Am 18.1.2012 verfügte der Senatsvorsitzende des FG die Bestimmung eines Termins zur mündlichen Verhandlung auf den 1.3.2012. Zugleich erteilte er dem Kläger einen rechtlichen Hinweis, wonach die Klage unbegründet sein dürfte, weil die Einkommensteuer 2002 keine Nachlassverbindlichkeit darstelle. Der Kläger erklärte daraufhin den Rechtsstreit in der Hauptsache für erledigt und beantragte, dem Finanzamt die Kosten des Verfahrens aufzuerlegen. Zur Begründung führte er aus, es habe sich nachträglich herausgestellt, dass der Nachlass ergiebiger gewesen sei als zunächst angenommen.

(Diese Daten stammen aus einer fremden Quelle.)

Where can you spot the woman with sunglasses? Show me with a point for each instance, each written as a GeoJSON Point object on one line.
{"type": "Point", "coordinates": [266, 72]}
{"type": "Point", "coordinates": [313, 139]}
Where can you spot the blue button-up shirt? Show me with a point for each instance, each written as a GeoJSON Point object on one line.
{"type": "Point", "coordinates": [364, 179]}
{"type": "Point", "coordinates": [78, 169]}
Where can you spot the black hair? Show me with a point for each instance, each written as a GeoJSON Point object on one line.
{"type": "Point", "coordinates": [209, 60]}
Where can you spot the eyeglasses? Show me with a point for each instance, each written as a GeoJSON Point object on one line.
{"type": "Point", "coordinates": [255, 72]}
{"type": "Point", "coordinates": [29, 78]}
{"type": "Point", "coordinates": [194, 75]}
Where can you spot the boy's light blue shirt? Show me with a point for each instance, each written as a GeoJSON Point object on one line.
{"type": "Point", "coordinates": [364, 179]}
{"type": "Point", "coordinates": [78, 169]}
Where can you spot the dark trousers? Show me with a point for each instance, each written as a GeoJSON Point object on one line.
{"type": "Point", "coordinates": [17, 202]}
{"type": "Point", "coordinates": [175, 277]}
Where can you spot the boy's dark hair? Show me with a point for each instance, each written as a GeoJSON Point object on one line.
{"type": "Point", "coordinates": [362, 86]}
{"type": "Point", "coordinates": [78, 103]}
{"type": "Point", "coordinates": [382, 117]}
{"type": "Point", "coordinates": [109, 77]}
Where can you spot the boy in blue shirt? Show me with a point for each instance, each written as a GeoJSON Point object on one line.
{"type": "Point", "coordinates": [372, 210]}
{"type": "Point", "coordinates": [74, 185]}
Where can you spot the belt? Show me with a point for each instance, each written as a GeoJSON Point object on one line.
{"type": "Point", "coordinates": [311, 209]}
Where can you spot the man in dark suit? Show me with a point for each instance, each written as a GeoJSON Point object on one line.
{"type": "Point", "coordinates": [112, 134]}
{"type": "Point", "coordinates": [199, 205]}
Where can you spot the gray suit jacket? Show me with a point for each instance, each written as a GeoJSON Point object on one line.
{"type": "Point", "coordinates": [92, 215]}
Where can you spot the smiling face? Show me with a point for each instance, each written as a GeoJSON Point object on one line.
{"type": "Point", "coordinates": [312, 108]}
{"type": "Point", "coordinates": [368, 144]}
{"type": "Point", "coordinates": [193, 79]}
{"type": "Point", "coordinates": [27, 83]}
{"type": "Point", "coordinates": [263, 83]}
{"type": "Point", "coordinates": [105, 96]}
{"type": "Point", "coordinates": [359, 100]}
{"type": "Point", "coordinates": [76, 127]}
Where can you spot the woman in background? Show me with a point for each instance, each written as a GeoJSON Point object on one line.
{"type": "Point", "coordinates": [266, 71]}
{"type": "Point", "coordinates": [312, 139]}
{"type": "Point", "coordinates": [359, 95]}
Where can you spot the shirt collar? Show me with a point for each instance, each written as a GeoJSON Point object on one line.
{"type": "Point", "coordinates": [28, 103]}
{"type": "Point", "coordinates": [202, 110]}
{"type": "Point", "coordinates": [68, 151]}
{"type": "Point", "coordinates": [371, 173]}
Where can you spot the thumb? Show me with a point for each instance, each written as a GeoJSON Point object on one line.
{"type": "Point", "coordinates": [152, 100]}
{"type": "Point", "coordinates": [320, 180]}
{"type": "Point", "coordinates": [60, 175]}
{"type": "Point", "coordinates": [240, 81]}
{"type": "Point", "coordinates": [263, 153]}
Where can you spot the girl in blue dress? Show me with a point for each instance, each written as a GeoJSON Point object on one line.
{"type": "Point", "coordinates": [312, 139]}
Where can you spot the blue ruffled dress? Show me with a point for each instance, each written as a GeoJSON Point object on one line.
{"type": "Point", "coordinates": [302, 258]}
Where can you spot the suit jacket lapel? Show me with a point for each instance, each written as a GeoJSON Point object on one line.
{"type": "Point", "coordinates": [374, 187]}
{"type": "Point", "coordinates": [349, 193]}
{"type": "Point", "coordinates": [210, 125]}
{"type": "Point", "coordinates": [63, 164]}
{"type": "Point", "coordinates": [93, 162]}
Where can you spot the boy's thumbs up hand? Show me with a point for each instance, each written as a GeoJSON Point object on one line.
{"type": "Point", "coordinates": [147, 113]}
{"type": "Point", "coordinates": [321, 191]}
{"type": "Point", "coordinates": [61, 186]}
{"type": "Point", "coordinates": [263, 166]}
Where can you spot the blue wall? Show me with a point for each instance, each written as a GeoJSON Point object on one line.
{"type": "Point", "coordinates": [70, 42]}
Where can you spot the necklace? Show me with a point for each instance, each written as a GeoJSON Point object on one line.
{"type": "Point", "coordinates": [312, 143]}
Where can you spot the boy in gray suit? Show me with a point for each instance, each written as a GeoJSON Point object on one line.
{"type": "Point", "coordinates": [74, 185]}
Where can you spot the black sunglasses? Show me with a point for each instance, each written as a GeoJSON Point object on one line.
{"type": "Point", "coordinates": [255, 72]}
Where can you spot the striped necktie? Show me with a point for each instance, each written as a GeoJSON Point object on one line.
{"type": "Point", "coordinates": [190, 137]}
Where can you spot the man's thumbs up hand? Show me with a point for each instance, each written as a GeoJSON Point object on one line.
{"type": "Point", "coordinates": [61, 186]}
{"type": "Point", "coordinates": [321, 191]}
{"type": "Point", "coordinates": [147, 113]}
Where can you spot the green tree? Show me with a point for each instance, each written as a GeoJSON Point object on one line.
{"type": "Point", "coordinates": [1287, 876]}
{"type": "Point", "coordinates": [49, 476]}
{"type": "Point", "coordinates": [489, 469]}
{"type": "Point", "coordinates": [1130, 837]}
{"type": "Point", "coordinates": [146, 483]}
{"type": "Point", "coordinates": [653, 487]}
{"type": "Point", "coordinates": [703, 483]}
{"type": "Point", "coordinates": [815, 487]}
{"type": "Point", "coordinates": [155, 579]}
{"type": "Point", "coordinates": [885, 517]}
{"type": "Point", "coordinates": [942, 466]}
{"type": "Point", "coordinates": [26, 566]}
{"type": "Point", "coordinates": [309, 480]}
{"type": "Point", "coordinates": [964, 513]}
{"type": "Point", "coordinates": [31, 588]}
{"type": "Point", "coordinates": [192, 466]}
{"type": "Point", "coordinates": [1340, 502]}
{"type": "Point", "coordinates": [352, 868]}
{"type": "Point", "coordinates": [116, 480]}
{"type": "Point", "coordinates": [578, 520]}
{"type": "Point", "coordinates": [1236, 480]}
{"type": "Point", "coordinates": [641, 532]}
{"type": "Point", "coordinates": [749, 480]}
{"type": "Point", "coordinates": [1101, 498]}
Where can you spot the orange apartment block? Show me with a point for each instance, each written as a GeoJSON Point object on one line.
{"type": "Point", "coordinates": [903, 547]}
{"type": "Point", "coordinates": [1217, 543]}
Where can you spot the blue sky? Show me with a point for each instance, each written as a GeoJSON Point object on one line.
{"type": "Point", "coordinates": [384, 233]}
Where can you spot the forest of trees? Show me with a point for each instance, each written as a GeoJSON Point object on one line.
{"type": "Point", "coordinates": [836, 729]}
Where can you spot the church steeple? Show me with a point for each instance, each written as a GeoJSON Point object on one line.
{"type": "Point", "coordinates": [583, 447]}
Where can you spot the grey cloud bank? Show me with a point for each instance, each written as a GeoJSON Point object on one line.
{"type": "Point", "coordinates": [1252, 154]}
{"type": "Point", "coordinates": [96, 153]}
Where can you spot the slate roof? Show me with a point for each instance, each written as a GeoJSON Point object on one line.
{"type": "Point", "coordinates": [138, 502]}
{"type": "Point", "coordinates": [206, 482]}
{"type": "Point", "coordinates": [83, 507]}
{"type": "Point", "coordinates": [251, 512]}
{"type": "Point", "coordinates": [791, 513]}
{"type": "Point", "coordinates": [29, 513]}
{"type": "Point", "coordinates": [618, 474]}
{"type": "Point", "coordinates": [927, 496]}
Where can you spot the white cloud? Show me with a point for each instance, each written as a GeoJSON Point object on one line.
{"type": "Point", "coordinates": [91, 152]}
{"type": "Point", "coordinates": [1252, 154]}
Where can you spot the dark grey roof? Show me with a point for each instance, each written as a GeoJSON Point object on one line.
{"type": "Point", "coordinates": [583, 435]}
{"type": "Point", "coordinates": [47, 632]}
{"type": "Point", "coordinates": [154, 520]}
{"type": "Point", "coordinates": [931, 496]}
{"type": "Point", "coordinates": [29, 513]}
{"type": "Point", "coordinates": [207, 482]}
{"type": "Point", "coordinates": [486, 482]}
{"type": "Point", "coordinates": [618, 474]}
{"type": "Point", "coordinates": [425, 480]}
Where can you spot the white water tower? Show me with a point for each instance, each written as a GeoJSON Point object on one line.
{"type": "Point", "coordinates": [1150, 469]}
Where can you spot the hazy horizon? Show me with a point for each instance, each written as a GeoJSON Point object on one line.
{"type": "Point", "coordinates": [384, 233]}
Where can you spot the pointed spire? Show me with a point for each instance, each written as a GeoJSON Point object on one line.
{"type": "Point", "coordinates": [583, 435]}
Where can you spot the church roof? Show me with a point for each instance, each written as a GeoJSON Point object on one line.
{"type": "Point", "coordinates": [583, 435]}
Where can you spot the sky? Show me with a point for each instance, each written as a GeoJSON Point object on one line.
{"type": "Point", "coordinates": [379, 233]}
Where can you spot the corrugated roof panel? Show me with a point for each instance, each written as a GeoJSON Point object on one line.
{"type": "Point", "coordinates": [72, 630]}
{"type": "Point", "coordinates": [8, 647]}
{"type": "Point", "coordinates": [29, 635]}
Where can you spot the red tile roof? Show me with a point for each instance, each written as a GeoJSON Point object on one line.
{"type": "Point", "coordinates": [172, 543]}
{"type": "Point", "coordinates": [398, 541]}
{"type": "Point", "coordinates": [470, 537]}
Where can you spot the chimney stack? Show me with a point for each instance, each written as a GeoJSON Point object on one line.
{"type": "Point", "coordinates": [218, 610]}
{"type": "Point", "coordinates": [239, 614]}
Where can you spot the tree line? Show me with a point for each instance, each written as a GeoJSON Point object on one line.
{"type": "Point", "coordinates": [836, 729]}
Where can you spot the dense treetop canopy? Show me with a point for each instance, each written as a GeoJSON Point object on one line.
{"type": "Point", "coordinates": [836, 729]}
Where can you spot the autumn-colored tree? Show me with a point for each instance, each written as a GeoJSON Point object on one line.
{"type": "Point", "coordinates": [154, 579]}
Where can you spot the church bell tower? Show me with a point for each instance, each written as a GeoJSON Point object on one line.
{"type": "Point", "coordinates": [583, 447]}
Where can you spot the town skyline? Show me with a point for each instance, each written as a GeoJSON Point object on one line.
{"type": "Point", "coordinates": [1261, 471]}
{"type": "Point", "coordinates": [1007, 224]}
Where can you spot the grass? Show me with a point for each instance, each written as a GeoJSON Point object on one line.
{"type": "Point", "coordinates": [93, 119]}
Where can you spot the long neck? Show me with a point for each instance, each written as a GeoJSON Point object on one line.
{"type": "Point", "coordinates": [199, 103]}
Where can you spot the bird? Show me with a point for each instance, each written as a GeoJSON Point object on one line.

Das FG wies den Kläger am 7.2.2012 darauf hin, dass es an einer Hauptsacheerledigung fehlen dürfte, weil nach Rechtshängigkeit kein erledigendes Ereignis eingetreten sei. Vielmehr dürfte die Klage von Anfang an unbegründet gewesen sein. Es regte eine Klagerücknahme an. Hierauf rügte der Kläger unter Hinweis auf das Gesetz über den Rechtsschutz bei überlangen Gerichtsverfahren und strafrechtlichen Ermittlungsverfahren (ÜberlVfRSchG) eine überlange Dauer des finanzgerichtlichen Verfahrens. Er begehrte gem. § 198 GVG eine Entschädigung.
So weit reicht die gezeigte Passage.